RoT seems good and all, but it hasn't captured my imagination, and I'd like something easy to covert to Eberron. I've always been very impressed with Rich Bakers work, and LMoP is one of the best adventures I have DMed in a long time.
 

Rabbitbait

Adventurer
I'm strongly considering leaving off on Rise of Tiamat and starting 5e for real in the Spring action path. RoT seems like a lot of work to convert to what I want it to be. We are still in Phandelver at the moment as a taster. We don't want to start a real campaign until after the DMG comes out so we can consider what changes we want to make to the standard expectations. I won't get the DMG delivered till after Christmas so it's not too long a wait.

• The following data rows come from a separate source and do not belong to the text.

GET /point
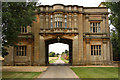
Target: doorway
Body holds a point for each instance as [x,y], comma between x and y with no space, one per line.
[60,56]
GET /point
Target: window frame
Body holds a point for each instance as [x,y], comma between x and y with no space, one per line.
[95,50]
[21,50]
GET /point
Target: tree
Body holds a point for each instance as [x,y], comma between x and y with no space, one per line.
[15,15]
[115,21]
[114,40]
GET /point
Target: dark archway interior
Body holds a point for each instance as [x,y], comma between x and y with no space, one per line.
[65,41]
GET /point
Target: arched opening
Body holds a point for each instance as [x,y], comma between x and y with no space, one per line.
[63,53]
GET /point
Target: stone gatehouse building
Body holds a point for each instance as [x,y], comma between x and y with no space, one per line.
[84,29]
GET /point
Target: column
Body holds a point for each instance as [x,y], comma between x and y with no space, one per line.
[88,51]
[80,38]
[75,51]
[36,26]
[9,59]
[104,51]
[42,51]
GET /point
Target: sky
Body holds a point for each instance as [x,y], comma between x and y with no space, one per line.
[59,47]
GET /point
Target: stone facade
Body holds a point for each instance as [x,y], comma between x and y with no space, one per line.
[85,29]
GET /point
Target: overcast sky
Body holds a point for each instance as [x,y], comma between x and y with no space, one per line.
[59,47]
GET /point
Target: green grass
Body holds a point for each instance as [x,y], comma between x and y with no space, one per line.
[66,61]
[96,72]
[53,60]
[20,74]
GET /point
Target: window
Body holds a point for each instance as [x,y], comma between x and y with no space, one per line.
[95,27]
[95,49]
[58,20]
[23,29]
[65,21]
[21,50]
[51,22]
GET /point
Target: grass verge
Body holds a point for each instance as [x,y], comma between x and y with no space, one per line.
[66,61]
[96,72]
[20,74]
[53,60]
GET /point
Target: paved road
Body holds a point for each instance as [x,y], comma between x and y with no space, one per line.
[59,60]
[58,72]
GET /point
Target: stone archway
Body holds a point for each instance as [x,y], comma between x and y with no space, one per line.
[55,40]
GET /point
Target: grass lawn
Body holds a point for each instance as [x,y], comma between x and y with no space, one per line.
[20,74]
[96,72]
[66,61]
[53,60]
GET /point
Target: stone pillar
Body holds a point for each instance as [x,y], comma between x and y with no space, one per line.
[104,51]
[75,51]
[29,50]
[80,37]
[87,51]
[103,26]
[108,51]
[9,59]
[36,26]
[42,51]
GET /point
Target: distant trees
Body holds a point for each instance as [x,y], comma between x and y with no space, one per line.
[65,55]
[15,15]
[52,54]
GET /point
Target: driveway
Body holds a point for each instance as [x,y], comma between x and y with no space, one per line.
[59,72]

RoT seems good and all, but it hasn't captured my imagination, and I'd like something easy to covert to Eberron. I've always been very impressed with Rich Bakers work, and LMoP is one of the best adventures I have DMed in a long time.

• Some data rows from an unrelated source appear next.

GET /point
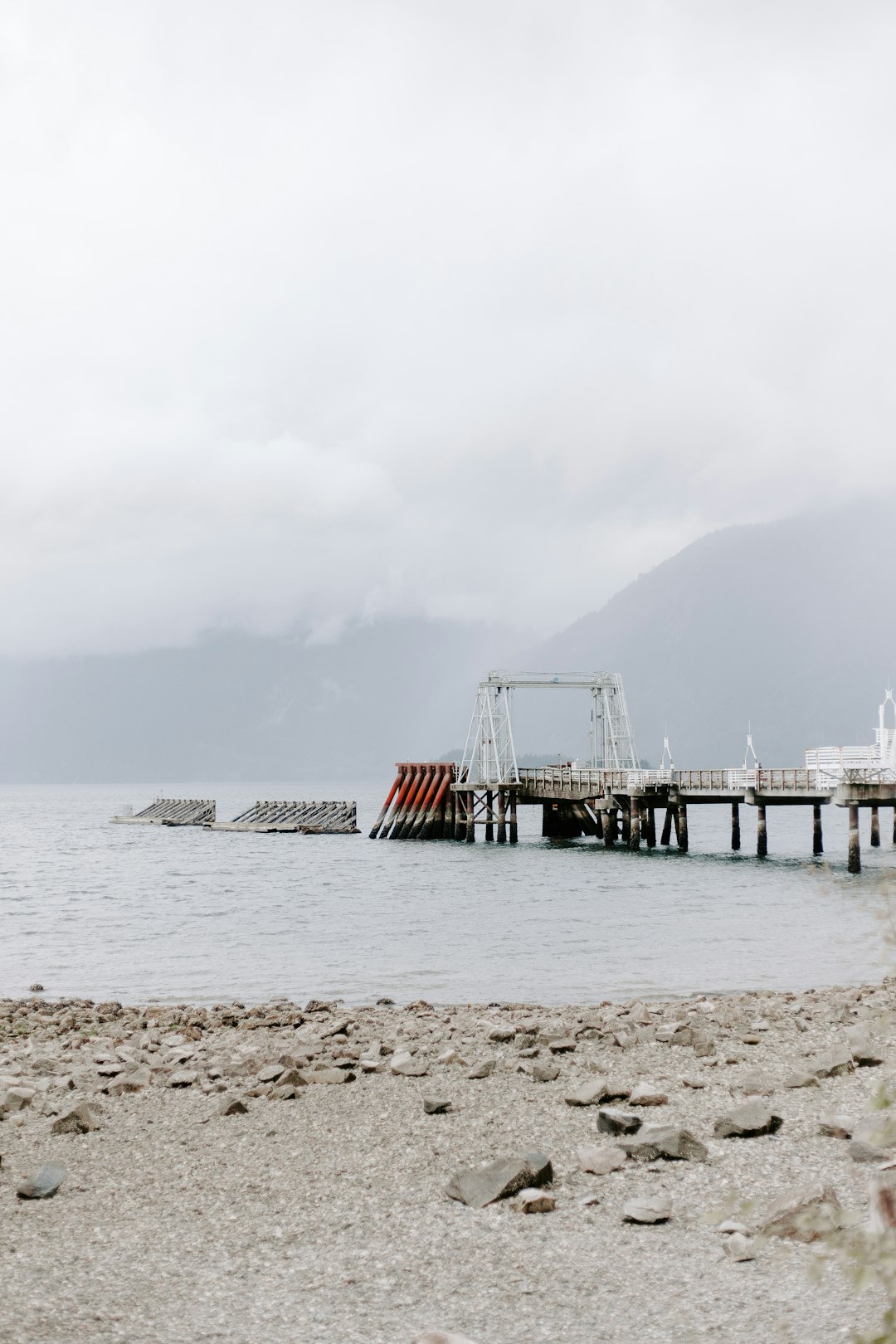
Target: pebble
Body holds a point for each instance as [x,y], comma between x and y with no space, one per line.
[80,1120]
[481,1186]
[536,1202]
[738,1248]
[43,1183]
[646,1096]
[747,1121]
[655,1209]
[601,1159]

Aaargh, the acronyms. They hurts us. Too many acronyms (TMA).
 

Lancelot

Adventurer
Count me as another person who really enjoyed Mines of Phandelver. I've used various parts of it here and there, rather than run the whole thing end-to-end. It's nicely modular, a fairly gentle introduction to the new rules, great maps, feels very old-school, and the dungeons had multiple paths of exploration (rather than forcing action through one or more choke-points).

I was less disappointed in the first Dragon Queen module than some others (don't have the second one yet). I've heard accusations of railroad, which I just don't see. One thing that helped me was to see it as a collection of individual modules, rather than a single adventure. If you look at some of the locations in isolation, they're tremendously sandboxy. I was particularly impressed with the swamp location, which is as sandboxy a thing as I have seen in years. Open and extensive map with many approach points, flexible NPC locations, optional allies, time schedules, guidelines for different PC approaches (assault, infiltration, prisoners, etc). In fact, most of the chapters after the first two were pretty decent. It's kind of unfortunate that the opening couple of chapters were kind of weak, in my opinion. And by weak, I mean: horrifically lethal and off-putting for new players, and lacking in flavor, story and memorable NPCs to hook people into the new campaign.

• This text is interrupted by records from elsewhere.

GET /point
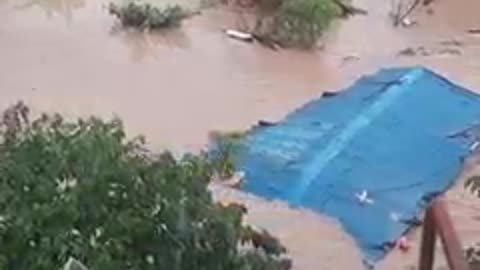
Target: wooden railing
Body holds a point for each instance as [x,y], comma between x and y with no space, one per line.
[438,222]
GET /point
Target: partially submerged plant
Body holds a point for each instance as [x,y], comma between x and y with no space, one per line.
[225,148]
[82,190]
[147,16]
[298,23]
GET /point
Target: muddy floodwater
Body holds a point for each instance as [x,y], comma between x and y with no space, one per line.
[177,86]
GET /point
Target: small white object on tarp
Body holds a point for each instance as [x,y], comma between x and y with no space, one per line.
[73,264]
[363,197]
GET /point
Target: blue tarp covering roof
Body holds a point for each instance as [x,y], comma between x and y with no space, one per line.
[371,157]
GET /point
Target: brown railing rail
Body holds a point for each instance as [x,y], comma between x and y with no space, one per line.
[438,222]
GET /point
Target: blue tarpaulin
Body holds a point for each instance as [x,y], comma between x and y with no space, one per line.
[371,157]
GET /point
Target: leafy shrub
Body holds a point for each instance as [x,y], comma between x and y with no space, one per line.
[298,23]
[146,16]
[82,190]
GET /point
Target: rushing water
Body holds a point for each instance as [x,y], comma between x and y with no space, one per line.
[176,86]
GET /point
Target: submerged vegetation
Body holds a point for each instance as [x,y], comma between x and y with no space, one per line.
[279,23]
[297,23]
[80,191]
[147,16]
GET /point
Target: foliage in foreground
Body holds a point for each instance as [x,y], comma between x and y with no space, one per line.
[81,190]
[147,16]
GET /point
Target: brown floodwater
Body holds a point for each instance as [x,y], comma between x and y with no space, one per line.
[176,86]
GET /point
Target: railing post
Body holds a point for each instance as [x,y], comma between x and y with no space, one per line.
[450,242]
[427,252]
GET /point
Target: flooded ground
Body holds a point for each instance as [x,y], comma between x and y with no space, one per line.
[175,87]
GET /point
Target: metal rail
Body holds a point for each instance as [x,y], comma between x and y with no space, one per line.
[438,222]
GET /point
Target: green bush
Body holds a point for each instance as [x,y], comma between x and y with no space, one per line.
[299,23]
[82,190]
[147,16]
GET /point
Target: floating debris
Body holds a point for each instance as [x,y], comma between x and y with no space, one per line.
[410,51]
[474,31]
[239,35]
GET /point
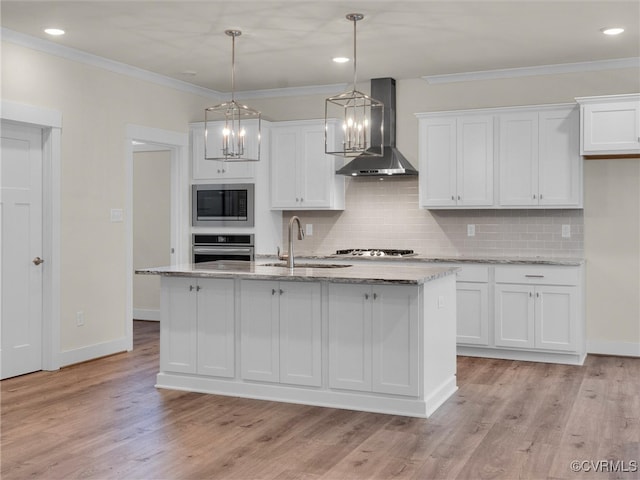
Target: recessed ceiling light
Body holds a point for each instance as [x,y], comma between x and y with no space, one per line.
[612,30]
[54,31]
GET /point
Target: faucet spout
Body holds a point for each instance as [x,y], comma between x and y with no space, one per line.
[294,219]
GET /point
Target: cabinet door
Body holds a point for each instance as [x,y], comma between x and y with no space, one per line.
[514,316]
[259,337]
[395,340]
[213,169]
[611,127]
[316,169]
[349,337]
[300,334]
[216,335]
[178,325]
[437,162]
[556,318]
[284,167]
[559,162]
[472,313]
[475,160]
[518,159]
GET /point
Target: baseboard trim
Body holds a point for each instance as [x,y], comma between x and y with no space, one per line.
[620,349]
[146,314]
[91,352]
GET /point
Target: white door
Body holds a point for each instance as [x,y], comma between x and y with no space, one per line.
[21,245]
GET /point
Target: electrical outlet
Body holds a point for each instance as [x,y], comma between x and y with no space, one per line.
[471,230]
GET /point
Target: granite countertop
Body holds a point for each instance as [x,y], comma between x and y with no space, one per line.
[378,274]
[559,261]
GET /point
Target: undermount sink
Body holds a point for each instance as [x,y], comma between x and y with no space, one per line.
[306,265]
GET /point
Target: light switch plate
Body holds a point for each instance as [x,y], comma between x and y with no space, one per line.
[471,230]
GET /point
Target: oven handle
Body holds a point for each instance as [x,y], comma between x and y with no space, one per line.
[223,250]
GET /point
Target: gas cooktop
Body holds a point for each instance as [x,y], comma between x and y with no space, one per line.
[376,252]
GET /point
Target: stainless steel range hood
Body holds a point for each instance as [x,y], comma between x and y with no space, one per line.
[392,162]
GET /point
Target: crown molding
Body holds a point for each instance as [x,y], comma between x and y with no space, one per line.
[68,53]
[631,62]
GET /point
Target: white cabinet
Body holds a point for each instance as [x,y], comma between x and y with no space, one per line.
[610,125]
[538,158]
[456,160]
[537,308]
[280,324]
[302,175]
[472,301]
[197,328]
[374,338]
[217,170]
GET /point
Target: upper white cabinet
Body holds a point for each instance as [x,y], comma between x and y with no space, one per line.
[538,158]
[456,160]
[302,175]
[521,157]
[217,170]
[610,125]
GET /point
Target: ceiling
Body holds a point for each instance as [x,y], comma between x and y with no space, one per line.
[290,43]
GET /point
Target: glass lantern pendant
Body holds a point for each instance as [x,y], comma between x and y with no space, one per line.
[356,114]
[232,130]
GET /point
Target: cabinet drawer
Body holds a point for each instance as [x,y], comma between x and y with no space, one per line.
[472,273]
[538,275]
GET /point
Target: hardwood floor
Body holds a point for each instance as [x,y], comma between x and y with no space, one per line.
[105,419]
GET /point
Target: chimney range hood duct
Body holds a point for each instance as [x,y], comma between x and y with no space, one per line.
[392,162]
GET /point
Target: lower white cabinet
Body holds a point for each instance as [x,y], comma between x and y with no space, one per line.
[280,332]
[374,338]
[197,328]
[542,312]
[472,302]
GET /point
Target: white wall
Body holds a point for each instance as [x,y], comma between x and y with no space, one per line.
[96,107]
[151,228]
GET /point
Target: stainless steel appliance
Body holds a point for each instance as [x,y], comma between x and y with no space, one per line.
[376,252]
[223,205]
[212,247]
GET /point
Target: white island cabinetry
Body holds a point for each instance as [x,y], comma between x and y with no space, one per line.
[197,328]
[280,332]
[374,338]
[369,338]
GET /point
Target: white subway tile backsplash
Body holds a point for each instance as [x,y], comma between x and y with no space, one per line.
[385,214]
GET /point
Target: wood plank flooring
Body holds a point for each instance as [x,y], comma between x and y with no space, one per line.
[105,419]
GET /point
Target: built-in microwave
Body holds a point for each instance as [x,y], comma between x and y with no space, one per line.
[222,205]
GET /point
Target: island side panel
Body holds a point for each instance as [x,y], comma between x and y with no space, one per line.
[439,341]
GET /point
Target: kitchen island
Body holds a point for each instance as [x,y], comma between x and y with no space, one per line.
[362,337]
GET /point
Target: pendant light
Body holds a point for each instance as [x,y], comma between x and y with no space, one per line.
[358,113]
[231,130]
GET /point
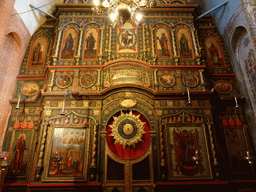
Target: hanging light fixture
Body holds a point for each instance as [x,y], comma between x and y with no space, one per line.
[122,10]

Still, Mines of Phandelver is my favorite module so far for its elegant simplicity and neat hooks. Kudos to the authors.
 

Psikerlord#

Explorer
Publisher
I like LMoP except for the first encounter, which forces a new DM to interpret the rather vague stealth rules. Boo on that. Otherwise not bad, but it doesnt particularly inspire me. I'd go 7/10.

I think they missed a big opportunity with the green dragon (practically zero fluff on it).
 


Nebulous

Legend
Word. Honestly, it's a really strong adventure and likely to become a classic. I think it's much better than Hoard of the Dragon Queen. (Rise of Tiamat is a big improvement, though.) I'm optimistic for Rich Baker's spring AP.

Absolutely! I think it is far, far better than Hoard, and Lost Mine deserves to be a classic D&D adventure. It hits all the right marks, is sandboxy enough, has overlapping agendas and interesting monsters and surprises. And for any DM with a little experience, you can tweak it to your heart's content. I think it's actually underrated.
 

Nebulous

Legend
I like LMoP except for the first encounter, which forces a new DM to interpret the rather vague stealth rules. Boo on that. Otherwise not bad, but it doesnt particularly inspire me. I'd go 7/10.

I think they missed a big opportunity with the green dragon (practically zero fluff on it).


True, the green dragon could be better incorporated into the adventure. For new DMs, this is a loss, because they won't know how to do that (a.k.a. - just make something up) and could easily run it as a straight up fight in a tower.